L’alerte se précise à Djiri
Sur les berges verdoyantes du fleuve Djiri, les tuyaux bleu acier de La Congolaise des eaux serpentent dans un silence feutré. Ce décor paisible cache pourtant une course contre la montre : protéger la principale usine d’eau potable de Brazzaville d’occupations illégales.
Le 17 octobre, une délégation mixte de la LCDE, de journalistes et de gendarmes s’est rendue sur le site pour constater des travaux de terrassement et la pose de fondations à quelques mètres des filtres et réservoirs. «La menace est réelle», résume un technicien casque sur la tête.
Un site vital pour 1,5 million d’habitants
Mis en service en 1982, le complexe capte l’eau brute directement dans le cours d’eau Djiri avant de la traiter, de la désinfecter puis de la propulser vers les châteaux d’eau qui alimentent près de 1,5 million d’usagers, des quartiers de Makélékélé jusqu’à Talangaï.
Selon la LCDE, Djiri assure à lui seul environ 70 % du volume distribué chaque jour à Brazzaville. «La moindre perturbation impacterait immédiatement la pression dans les robinets de la capitale», prévient Guy Serge Ndinga Ossondjo, directeur des exploitations, téléphone collé à l’oreille.

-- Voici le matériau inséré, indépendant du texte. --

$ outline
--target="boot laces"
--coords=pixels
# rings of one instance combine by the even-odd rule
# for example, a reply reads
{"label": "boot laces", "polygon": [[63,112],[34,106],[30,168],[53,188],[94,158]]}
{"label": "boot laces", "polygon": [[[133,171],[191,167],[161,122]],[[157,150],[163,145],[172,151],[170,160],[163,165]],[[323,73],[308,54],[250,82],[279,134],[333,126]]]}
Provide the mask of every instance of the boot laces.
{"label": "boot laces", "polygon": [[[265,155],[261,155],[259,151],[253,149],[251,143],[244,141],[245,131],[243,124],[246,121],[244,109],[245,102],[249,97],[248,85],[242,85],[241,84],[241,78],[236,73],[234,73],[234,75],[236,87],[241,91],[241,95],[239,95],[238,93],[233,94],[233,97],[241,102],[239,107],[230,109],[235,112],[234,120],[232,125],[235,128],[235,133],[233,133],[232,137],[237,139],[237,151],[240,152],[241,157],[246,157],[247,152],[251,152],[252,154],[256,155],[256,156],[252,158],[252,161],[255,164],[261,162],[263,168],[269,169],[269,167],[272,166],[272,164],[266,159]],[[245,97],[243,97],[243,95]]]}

Occupations illégales : état des lieux
Sur le terrain, des charrettes déposent du sable, des briques apparaissent, parfois à l’intérieur même du périmètre de sécurité balisé par des piquets rouges. Les responsables évoquent des actes de spoliation menés par d’anciens propriétaires fonciers contestataires des indemnisations d’époque.
À ce jour, quatre parcelles ont été loties et vendues, malgré plusieurs décisions de justice ordonnant l’arrêt des travaux. Des poteaux électriques provisoires trahissent l’intention de raccorder rapidement les futures habitations, au risque d’interférer avec les câbles d’alimentation de l’usine.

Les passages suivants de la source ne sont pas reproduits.